Using L1 Sub-States to Reduce Power Consumption in PCI Express-Based Devices
By Scott Knowlton, Sr. Product Marketing Manager, Synopsys, Inc.
In many of today’s mobile multimedia, laptop, computer, server, networking and storage applications, PCI Express® (PCIe) has evolved into the interconnect of choice. PCI Special Interest Group (PCI-SIG), the standards body for PCIe, accomplished this by continually evolving the specification at an incredible rate to improve performance, increase efficiency, and lower power consumption, thereby satisfying the divergent needs of these applications.
Over the last couple of years, PCI-SIG has focused on reducing power consumption while the PCIe interface is active to enable better platform power management. The Latency Tolerance Reporting (LTR) mechanism has been added to the specification, which tells the host the latency tolerance a device has in response to an interrupt from the device. This allows the host to judiciously decide how long to wait before servicing the interrupt from the device in order to coordinate multiple devices and achieve the maximum power optimizations for the system. Another addition, Optimized Buffer Flush/Fill (OBFF), enables the host to provide system state information, via messages, to devices. Devices use this system state information to optimize system power consumption—allowing the Host CPU and memory sub-system to power down and stay in their low power states longer.

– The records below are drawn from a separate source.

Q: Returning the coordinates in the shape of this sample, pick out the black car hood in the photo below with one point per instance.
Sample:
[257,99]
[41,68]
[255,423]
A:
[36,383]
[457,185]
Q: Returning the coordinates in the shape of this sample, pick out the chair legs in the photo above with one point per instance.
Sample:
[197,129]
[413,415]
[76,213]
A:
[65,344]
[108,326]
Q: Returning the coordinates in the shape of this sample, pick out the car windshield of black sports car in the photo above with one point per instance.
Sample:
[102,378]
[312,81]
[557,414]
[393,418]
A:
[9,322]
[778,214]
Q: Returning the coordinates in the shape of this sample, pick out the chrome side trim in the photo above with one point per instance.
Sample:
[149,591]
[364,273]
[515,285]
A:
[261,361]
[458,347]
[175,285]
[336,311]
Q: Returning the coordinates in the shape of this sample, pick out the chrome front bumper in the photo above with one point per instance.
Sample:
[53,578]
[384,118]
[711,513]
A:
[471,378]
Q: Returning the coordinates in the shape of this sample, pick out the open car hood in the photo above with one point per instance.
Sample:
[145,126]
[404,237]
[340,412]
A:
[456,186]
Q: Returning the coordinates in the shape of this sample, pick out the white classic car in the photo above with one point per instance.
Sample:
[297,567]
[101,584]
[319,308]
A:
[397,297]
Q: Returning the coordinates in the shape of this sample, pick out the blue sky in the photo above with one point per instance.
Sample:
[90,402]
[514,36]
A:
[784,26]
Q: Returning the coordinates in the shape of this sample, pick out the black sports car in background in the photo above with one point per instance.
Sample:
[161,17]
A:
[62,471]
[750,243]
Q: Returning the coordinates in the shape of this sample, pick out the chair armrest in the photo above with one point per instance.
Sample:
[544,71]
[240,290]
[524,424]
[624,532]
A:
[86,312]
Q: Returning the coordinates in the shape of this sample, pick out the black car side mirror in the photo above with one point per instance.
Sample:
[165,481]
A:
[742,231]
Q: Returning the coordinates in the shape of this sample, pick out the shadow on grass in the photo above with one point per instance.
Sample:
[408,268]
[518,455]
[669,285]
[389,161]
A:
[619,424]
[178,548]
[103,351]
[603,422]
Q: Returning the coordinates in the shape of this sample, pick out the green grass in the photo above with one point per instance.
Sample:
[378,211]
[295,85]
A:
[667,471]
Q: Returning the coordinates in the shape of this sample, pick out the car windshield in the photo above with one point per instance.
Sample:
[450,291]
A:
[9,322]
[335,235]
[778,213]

The latest ECN from PCI-SIG aims to reduce power consumption while a device is in the suspend state (also known as “standby”) in order to extend the battery life as well as meeting the energy consumption standards set out by governments worldwide. Pulling your tablet or laptop out of your bag during a long flight, only to find that it consumed all of the battery power while it was in standby mode, is one of a business traveler’s nightmares. This experience is a lesson in how non-optimized systems consume a surprising amount of power while in the standby state. PCI-SIG is addressing this situation, as well as meeting the requirements set forth by international regulatory agencies for green, zero-consumption idle power.
While the PCIe specification includes an L1 low-power state, it alone does not meet the thin and light form factor requirements for idle power. Consumers are demanding that these devices have 8 to 10 hours of use time and seemingly an infinite amount of standby time. Of course, this has to be done with minimum added costs during product development while maintaining backwards compatibility.
A PCIe link is a serial link that directly connects two components, such as a Host and a Device as shown in Figure 1. Ignoring the state of the Host or the Device for this discussion, the PCIe link is defined to save power when the controlling link state machine (LTSSM) is in the L1 state. However, the PCIe interface has both analog and digital circuits and the L1 state doesn’t turn off all the analog circuits in the PHY. The Receiver Electrical Idle detector and the transmit common-mode voltage driver continue drawing power. The result is that each lane of the link can consume 10 to 25mW per lane while in standby…quietly draining the device’s battery.